American Healthcare REIT Inc (AHR) is not a strong buy at this moment for a beginner investor with a long-term focus. While the stock has shown positive price movement recently and has bullish technical indicators, the financial performance in the latest quarter shows significant declines in net income, EPS, and gross margin. Additionally, there are no strong trading signals or recent news catalysts to justify immediate action. Holding or waiting for further clarity on financial improvement is recommended.
The stock shows bullish technical indicators with the MACD histogram above 0 and positively expanding, RSI at 72.893 in the neutral zone, and moving averages in a bullish alignment (SMA_5 > SMA_20 > SMA_200). The stock is trading above its pivot point of 48.778, with resistance levels at 50.296 and 51.235.

Analysts have raised price targets recently, with multiple firms maintaining Buy or Outperform ratings. The company's fundamentals, particularly in healthcare and senior housing, are seen as strong by analysts.
The latest quarter financials show a significant decline in net income (-133.91% YoY), EPS (-128.57% YoY), and gross margin (-4.28% YoY).

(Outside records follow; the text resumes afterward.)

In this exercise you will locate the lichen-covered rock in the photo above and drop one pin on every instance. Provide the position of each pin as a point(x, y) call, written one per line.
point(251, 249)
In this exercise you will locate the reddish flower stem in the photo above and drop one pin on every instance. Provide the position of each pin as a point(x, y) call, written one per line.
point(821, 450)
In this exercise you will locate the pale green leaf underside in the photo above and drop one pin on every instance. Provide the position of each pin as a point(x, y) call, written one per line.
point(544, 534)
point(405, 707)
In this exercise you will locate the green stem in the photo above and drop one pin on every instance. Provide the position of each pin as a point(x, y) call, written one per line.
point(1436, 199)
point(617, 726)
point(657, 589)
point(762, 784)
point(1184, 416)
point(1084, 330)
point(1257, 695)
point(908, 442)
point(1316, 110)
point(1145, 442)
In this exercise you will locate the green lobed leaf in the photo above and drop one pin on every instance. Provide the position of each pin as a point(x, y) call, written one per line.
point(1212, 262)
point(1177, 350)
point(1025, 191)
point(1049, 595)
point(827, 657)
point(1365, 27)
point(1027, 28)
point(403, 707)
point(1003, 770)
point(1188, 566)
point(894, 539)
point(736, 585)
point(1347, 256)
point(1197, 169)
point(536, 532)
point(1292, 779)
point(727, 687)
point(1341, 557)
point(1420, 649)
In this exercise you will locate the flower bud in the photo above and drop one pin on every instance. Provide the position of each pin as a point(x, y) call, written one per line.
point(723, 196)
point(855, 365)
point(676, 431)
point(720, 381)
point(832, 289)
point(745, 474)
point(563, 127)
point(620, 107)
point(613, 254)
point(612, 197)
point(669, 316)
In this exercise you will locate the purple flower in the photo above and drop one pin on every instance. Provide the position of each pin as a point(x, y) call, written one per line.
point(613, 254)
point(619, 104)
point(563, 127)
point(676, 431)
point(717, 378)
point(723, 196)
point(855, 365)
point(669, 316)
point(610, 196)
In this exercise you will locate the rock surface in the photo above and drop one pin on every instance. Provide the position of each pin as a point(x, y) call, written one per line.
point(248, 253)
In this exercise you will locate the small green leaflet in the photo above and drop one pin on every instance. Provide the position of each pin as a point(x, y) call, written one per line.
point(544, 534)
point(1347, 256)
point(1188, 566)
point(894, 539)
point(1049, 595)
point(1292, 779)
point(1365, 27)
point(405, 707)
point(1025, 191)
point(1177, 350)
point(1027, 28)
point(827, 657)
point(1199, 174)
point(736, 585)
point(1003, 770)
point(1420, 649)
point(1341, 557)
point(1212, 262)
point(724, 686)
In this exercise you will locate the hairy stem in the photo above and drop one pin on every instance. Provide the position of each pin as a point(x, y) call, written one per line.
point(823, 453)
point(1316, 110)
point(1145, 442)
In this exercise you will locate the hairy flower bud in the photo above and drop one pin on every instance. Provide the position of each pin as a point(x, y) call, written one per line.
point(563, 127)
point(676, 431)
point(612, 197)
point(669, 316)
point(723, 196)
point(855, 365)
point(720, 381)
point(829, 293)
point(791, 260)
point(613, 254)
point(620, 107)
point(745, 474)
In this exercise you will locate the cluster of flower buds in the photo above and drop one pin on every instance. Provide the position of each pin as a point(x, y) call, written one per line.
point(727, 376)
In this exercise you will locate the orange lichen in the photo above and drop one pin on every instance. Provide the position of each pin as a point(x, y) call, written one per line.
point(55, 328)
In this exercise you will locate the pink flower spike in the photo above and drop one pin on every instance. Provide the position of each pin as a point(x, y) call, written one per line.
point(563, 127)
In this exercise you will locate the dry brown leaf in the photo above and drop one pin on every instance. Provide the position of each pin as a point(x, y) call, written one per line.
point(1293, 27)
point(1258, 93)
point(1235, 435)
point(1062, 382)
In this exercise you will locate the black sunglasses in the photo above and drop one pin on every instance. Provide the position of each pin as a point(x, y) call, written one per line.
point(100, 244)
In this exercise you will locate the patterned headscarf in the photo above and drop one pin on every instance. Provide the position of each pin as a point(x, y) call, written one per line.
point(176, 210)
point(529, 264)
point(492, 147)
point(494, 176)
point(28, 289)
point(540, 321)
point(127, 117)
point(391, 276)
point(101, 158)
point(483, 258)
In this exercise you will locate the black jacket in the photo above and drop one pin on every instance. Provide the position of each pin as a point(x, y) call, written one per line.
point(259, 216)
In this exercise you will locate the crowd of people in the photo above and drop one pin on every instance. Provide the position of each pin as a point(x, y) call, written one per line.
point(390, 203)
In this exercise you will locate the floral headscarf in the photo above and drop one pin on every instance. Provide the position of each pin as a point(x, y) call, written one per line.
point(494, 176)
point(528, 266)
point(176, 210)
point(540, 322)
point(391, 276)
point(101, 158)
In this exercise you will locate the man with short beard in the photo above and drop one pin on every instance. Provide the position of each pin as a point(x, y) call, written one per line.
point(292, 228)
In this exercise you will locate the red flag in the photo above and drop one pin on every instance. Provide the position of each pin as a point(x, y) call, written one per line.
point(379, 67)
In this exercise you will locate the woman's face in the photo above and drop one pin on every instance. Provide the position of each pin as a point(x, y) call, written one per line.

Additionally, there are no significant hedge fund or insider trading trends, and no recent news or political trading activity to act as a positive catalyst.
In Q4 2025, revenue increased by 11.30% YoY to $604.08M. However, net income dropped significantly by -133.91% YoY to $10.78M, EPS fell by -128.57% YoY to 0.06, and gross margin declined by -4.28% YoY to 18.55.
Analysts are generally positive on AHR, with recent price target increases from Truist ($57), Scotiabank ($59), UBS ($60), and Citi ($55). The consensus is bullish on the company's growth prospects, particularly in healthcare and senior housing.